Thomas looked a little disappointed at that. I guess he’d been more excited about the opportunity to be a grandpa than I’d expected. Well, he’d be thrilled when I told him about Annie, and how much training she was going to need. We didn’t have another adult sorcerer around, unless they’d managed to find one after I left, and I somehow doubted that.
Squaring my shoulders, I walked past Sally to stand next to Thomas, leaning over to kiss him on the cheek. “Next time, wake me up,” I said.
He gave me a sidelong look, raising an eyebrow. “I expected you to be angrier about being drugged,” he confessed.
“Normally I would be, but under the circumstances . . .” I shook my head. “You asked, and I consented. Bromeliad sap was the easiest way to calm me down, and I’m not going to blame you for taking care of me. Although I am going to ask why you’ve decided to start your gardening with swamp bromeliads. They seem like a dangerous begonia.”
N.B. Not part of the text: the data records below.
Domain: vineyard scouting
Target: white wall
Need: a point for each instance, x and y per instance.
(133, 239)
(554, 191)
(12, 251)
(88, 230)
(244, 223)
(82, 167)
“They have medicinal applications,” said Thomas. “We could all use a little help sleeping sometimes.”
“How did you get them? Is this where they come from?” Not everything on Earth that science hasn’t managed to nail down comes from another dimension, but a lot of the things that seem to have evolved according to a slightly different set of rules originated on the other side of the membrane. It makes for an interesting attempt to chart evolution across multiple worlds at the same time, and a nice headache for the traveling naturalist.